Professor Jordan’s article brings to the forefront important issues in what is commonly referred to as “Artificial Intelligence” (AI) nowadays, and is both instructive and thought-provoking. AI is indeed the mantra of our times. Until a few years ago, it was almost considered an anathema to say that you work in AI, but recent proliferation of data as well as the exponential growth of computational power have fuelled a resurgence in the field.

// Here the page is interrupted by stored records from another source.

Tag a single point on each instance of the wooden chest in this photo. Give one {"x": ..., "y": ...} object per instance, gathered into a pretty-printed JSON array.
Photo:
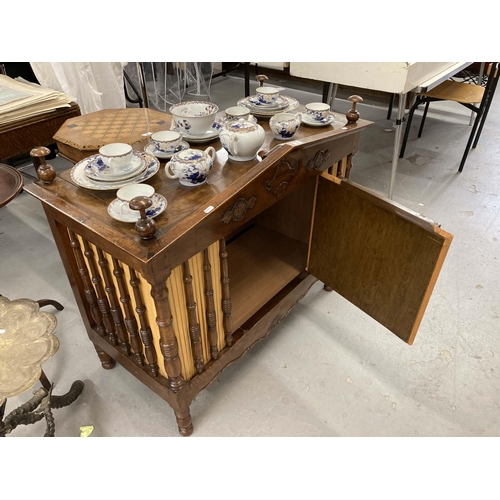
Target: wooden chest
[{"x": 231, "y": 258}]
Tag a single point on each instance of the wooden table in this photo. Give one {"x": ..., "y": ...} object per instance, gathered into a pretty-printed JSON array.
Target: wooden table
[
  {"x": 232, "y": 257},
  {"x": 82, "y": 136},
  {"x": 22, "y": 136},
  {"x": 11, "y": 183}
]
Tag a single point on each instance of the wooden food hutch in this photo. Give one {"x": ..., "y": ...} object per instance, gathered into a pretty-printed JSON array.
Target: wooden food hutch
[{"x": 231, "y": 258}]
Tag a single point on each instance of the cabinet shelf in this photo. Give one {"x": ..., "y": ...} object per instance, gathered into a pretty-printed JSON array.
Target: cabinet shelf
[{"x": 261, "y": 262}]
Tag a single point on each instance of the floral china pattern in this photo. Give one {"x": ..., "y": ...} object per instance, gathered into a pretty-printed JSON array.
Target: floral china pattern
[{"x": 185, "y": 110}]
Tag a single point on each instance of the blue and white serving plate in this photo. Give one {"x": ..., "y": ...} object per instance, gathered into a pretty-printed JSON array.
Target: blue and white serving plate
[
  {"x": 289, "y": 104},
  {"x": 254, "y": 103},
  {"x": 150, "y": 148},
  {"x": 317, "y": 123},
  {"x": 123, "y": 213},
  {"x": 209, "y": 135},
  {"x": 99, "y": 171},
  {"x": 80, "y": 178}
]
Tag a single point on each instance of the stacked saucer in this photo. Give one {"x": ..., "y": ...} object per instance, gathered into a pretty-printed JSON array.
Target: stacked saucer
[
  {"x": 317, "y": 114},
  {"x": 165, "y": 144},
  {"x": 267, "y": 102},
  {"x": 116, "y": 165}
]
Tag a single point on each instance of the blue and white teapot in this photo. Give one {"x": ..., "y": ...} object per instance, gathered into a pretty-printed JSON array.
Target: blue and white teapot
[
  {"x": 191, "y": 166},
  {"x": 242, "y": 139}
]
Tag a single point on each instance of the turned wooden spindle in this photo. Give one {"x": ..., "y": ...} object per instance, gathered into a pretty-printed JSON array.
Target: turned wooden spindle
[
  {"x": 352, "y": 115},
  {"x": 45, "y": 172},
  {"x": 210, "y": 309},
  {"x": 145, "y": 331},
  {"x": 194, "y": 326},
  {"x": 145, "y": 226},
  {"x": 261, "y": 79}
]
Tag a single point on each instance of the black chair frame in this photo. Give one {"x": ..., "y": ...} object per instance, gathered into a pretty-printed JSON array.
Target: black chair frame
[{"x": 481, "y": 114}]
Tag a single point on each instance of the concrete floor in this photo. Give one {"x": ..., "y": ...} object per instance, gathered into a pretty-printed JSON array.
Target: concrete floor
[{"x": 328, "y": 369}]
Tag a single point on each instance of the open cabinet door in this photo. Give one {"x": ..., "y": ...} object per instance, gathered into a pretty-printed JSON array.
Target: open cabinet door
[{"x": 380, "y": 256}]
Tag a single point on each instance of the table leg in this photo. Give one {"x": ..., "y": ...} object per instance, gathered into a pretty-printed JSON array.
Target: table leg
[{"x": 397, "y": 141}]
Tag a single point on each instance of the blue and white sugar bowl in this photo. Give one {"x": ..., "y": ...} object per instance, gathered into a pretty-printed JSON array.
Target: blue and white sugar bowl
[
  {"x": 191, "y": 166},
  {"x": 284, "y": 125}
]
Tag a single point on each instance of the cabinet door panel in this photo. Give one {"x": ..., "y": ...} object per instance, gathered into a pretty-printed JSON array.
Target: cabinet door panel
[{"x": 377, "y": 254}]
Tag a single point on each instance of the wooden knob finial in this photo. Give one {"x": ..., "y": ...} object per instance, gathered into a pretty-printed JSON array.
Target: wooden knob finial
[
  {"x": 352, "y": 115},
  {"x": 145, "y": 227},
  {"x": 46, "y": 173},
  {"x": 261, "y": 79}
]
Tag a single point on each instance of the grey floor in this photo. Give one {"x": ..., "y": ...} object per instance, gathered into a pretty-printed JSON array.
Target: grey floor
[{"x": 328, "y": 369}]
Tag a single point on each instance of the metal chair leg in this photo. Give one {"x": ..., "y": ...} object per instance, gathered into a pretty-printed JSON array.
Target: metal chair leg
[
  {"x": 391, "y": 105},
  {"x": 489, "y": 98},
  {"x": 424, "y": 116},
  {"x": 408, "y": 125}
]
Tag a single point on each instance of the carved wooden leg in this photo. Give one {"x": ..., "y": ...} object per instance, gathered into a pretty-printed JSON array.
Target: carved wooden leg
[
  {"x": 184, "y": 422},
  {"x": 106, "y": 360},
  {"x": 49, "y": 302}
]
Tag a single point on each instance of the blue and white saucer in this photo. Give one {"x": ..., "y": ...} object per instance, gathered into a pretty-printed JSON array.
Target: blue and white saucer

Everyone is doing AI or desperately wants to jump on the AI bandwagon. Capitalizing on the newfound fame and popularity of AI, research foundations, including governments, around the world put millions of dollars in funding and initiatives for further progress to be made in the field.
True, there have been some advances in techniques, but not so much so as one would have thought. Neural networks are not new—they have been around for a long time—but it is only now that we have the “machinery” to make them work, both in terms of computational power and the enormous amounts of data to train them. Yet we have not broken down any significant barriers to creating AI as the original proponents of the term imagined.
We should not underestimate the confusion among both scientists/academics and non-academics alike, which could be severely detrimental to the whole endeavour of the field. The distinction that Jordan draws between Intelligence Augmentation (IA) and Intelligent Infrastructure (II) is a useful one and illustrates the point of how much of what is rendered or presented as AI today can be labelled differently.
What Jordan calls “human-imitative AI” or “human-like AI”—recreating our own intelligence in a machine, but perhaps an improved version of us, devoid of the computational boundaries and the limitations of how much data we can process to reach decisions—has served as the driving force behind AI. This drive to create artifacts and even mechanistic versions of ourselves or animals is not new: in Greek mythology for instance, Hephaestus would create automata in his workshop.
Is the elusive goal of generating human-like AI distracting us? Yes and no. On one hand, this insatiable quest to create human-like AI led to the development of the field, the realization that ‘intelligence’ itself is far more complicated than originally thought—and not just the matter of being able to do fast calculations. AI thrives across diverse fields in which researchers drive progress. Had it not been for this, AI may not have developed in the same way that it has (for better or worse). It is a distraction, on the other hand, to imagine an AI that will be more like us and presume that AI systems in realising their superiority in comparison to humans and in order to survive they will wipe out everything in their way–much in the same way that we are currently doing to other species around the world and even to our planet itself.
Despite our flaws, we are good decision-makers, we deal with uncertainty well, and we are, astonishingly, able to draw generalizations and apply learnings from one problem to a completely different domain. This is where we have yet to make any progress in AI systems–they can learn, and improve, and you may be able to apply the same system in a similar domain, but it is nearly impossible to apply this to a completely different domain. This high-level reasoning extends beyond existing techniques, irrespective of how much data we have available. This has nothing to do with data; humans are able to perform this kind of reasoning with very few examples indeed. Human-level intelligence also entails social interaction which we have yet to “engineer” or adequately build in current AI systems.
Interestingly, like Jordan, John McCarthy defined AI as “the science and engineering of making intelligent machines.” Jordan advocates for a new engineering discipline to develop AI systems. To this extent, he posits that, similarly to civil engineering and chemical engineering, which did not focus on the creation of an artificial bricklayer or chemist, we should move the emphasis away from the creation of human-like AI as it distracts from the challenges that IA and II pose. One could suggest, though, that an artificial bricklayer or chemist still falls under the realm of AI versus civil or chemical engineering.
Another interesting parallel exists between the quest for the development of human-like AI, and the much-needed engineering discipline behind AI systems and chemical engineering. Chemistry and chemical engineering have, to a certain extent, roots in alchemy: the ultimate goal was to create gold out of base metals or to find a universal elixir. This parallels our quest for the elusive human-like AI. Alchemy ultimately failed, but in the process, alchemists developed basic laboratory techniques, experimental methods, theories, and techniques that led the foundations for modern science. Alchemy also had quasi-mystical elements, similarly to what some ascribe to AI, albeit laced with more jargon. Could the quest for human-like AI be more like alchemy? Perhaps not delivering the “gold” or transmutation that we are after, but helping us lay the foundations for the new engineering discipline required along the way.
The new engineering discipline should be human-centric, and principles from ethics, human rights, fairness, transparency, and accountability should be among the foundational pillars. The current level of hype is damaging and may have long-term, detrimental consequences. Unless we help dispel confusion and manage expectations on the uses and abuses of AI, we risk plunging into another AI winter.